Kwame Brown scolds school officials who don’t support mandatory SAT, ACT

D.C. Council Chairman Kwame Brown lashed out at school officials on Thursday who said they did not support his bill to require all District students to take the SAT or ACT before they can graduate.

Scott Pearson, executive director of the D.C. Public Charter School Board, testified before the council that Brown’s bill to make students take at least one college-entrance exam and apply to at least one postsecondary institution was “overreaching.” He also testified that charter schools were already incentivizing students to prepare for college.

“All they want is our money and they don’t want us to tell them what to do,” Brown said of the city’s charter schools. He added, “You know I’m a supporter of the charter schools, but for the charter schools to sit here and say [that]. …”

Brown also appeared angry when D.C. Public Schools’ chief academic officer, Carrie Wright, said she did not support additional graduation requirements for D.C. students.

Brown asked Wright if any of her colleagues or employees lacked college degrees. Wright said she did not know and would have to check — not quite the answer Brown was asking for.

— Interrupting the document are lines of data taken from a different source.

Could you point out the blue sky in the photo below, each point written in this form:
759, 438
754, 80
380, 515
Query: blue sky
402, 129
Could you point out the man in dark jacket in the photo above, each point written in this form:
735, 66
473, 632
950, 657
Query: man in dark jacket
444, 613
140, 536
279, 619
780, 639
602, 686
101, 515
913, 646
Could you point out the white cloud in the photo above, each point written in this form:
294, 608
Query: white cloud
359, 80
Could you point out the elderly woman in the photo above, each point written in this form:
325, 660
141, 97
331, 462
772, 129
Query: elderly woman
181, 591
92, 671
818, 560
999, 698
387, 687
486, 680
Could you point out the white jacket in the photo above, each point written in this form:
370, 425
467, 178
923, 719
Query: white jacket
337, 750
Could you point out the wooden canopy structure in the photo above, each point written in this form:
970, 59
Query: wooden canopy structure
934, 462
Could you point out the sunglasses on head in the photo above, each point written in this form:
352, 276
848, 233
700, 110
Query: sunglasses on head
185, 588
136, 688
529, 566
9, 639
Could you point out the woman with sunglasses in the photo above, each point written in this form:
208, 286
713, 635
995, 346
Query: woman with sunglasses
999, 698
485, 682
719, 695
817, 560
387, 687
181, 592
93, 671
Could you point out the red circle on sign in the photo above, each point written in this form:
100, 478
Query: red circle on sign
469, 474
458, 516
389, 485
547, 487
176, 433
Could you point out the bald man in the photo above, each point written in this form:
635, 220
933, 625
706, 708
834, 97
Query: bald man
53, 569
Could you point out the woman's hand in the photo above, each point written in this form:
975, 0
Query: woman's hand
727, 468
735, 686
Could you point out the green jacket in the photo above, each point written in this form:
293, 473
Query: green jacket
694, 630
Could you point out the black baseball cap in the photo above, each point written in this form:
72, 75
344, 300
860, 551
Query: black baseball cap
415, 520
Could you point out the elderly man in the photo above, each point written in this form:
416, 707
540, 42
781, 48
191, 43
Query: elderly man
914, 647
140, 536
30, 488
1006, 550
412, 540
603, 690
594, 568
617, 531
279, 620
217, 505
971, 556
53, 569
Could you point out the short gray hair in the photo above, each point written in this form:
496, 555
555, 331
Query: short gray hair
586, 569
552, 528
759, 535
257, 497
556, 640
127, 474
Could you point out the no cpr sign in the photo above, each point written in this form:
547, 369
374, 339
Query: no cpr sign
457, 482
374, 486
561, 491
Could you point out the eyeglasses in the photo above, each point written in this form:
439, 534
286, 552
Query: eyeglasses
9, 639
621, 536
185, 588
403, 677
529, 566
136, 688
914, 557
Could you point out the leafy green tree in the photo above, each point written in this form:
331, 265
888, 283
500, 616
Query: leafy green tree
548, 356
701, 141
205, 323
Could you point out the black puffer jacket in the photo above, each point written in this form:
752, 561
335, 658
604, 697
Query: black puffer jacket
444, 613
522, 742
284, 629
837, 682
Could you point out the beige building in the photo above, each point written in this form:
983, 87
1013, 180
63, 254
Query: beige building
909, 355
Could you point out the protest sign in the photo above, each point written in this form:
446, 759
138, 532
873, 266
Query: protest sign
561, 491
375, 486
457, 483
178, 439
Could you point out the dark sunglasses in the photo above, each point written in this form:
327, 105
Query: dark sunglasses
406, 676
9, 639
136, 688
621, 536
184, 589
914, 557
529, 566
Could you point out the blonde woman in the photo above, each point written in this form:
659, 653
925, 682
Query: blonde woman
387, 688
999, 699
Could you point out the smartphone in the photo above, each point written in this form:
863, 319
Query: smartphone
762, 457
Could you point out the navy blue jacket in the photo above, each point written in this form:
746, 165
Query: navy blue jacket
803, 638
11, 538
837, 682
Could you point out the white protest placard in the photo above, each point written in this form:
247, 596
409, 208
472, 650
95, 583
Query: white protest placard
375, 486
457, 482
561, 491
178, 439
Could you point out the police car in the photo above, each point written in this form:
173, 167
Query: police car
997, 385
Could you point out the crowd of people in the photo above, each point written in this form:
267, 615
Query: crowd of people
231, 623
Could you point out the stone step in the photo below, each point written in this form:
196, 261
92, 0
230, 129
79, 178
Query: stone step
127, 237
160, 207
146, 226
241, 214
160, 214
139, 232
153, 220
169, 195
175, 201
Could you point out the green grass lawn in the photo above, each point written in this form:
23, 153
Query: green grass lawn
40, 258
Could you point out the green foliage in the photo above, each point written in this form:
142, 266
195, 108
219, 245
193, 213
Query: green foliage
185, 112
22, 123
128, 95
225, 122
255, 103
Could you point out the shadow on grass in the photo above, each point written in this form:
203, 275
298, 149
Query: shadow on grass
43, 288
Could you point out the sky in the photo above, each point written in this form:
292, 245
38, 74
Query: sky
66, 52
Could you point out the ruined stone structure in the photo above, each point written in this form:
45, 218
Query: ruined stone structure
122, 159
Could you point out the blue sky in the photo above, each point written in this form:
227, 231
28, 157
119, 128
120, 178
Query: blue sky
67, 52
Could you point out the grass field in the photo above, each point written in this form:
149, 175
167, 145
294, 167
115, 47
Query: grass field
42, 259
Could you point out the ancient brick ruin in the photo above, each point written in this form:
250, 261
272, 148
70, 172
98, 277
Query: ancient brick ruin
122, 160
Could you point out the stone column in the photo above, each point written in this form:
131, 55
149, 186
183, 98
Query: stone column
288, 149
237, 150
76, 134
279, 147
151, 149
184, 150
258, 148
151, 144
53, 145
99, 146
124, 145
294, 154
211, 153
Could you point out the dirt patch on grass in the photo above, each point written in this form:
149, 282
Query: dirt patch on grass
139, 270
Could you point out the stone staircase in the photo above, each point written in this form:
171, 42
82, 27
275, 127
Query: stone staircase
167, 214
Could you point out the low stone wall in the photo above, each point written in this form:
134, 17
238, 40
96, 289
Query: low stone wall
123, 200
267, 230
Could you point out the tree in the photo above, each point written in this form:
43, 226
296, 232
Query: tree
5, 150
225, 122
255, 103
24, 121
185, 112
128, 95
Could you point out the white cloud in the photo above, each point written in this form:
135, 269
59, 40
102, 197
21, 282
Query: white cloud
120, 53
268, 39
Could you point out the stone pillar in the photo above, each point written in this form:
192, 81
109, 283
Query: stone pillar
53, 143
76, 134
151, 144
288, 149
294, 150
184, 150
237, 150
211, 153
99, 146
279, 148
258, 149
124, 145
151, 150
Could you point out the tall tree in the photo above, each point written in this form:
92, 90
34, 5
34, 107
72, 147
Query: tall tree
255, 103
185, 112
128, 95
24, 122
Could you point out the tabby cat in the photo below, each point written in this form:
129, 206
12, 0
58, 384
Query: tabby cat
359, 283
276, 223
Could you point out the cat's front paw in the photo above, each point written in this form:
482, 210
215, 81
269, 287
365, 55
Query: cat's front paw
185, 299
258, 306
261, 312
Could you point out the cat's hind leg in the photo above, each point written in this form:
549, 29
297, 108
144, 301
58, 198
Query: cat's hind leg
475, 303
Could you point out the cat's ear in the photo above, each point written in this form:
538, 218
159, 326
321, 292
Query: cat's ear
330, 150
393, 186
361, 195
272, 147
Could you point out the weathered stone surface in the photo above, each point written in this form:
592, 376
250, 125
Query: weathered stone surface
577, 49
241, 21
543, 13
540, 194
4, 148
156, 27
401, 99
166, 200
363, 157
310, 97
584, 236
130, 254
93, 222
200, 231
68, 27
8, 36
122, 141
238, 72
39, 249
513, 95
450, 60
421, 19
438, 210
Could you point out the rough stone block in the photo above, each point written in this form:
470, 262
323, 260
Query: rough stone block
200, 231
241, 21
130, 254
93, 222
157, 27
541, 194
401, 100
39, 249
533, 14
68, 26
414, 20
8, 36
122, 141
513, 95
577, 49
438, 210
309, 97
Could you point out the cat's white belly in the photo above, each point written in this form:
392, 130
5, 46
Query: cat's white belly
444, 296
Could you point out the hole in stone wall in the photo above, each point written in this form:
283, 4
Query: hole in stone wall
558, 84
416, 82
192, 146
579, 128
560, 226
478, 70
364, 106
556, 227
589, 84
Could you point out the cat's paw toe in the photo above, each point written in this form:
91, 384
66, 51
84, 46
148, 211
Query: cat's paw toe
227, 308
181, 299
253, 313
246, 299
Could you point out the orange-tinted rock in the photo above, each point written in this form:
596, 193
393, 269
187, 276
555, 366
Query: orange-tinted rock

“Dr. Wright, I am appalled that I am sitting here and you can’t even agree that this should be mandatory,” said Brown, who questioned Wright’s grasp on the situation after she said she had been with the school system for three years.

Brown introduced the College Preparation Plan Act of 2012 on the premise that more students will go to college if they take concrete steps toward admission. Eleven states require that students take the SAT or ACT.

Several D.C. schools, like Benjamin Banneker Academic High School, already require students to apply to at least one college. Washington Math Science Technology Public Charter School has students apply to at least five.

Although she personally opposed it, Wright said D.C. Public Schools planned to support the bill after working with the chairman to improve it, and Hosannah Mahaley, head of the agency that regulates both DCPS and the charters, said she supported the bill.

Spokesmen for DCPS and the charter school board did not return requests for comment by deadline Thursday.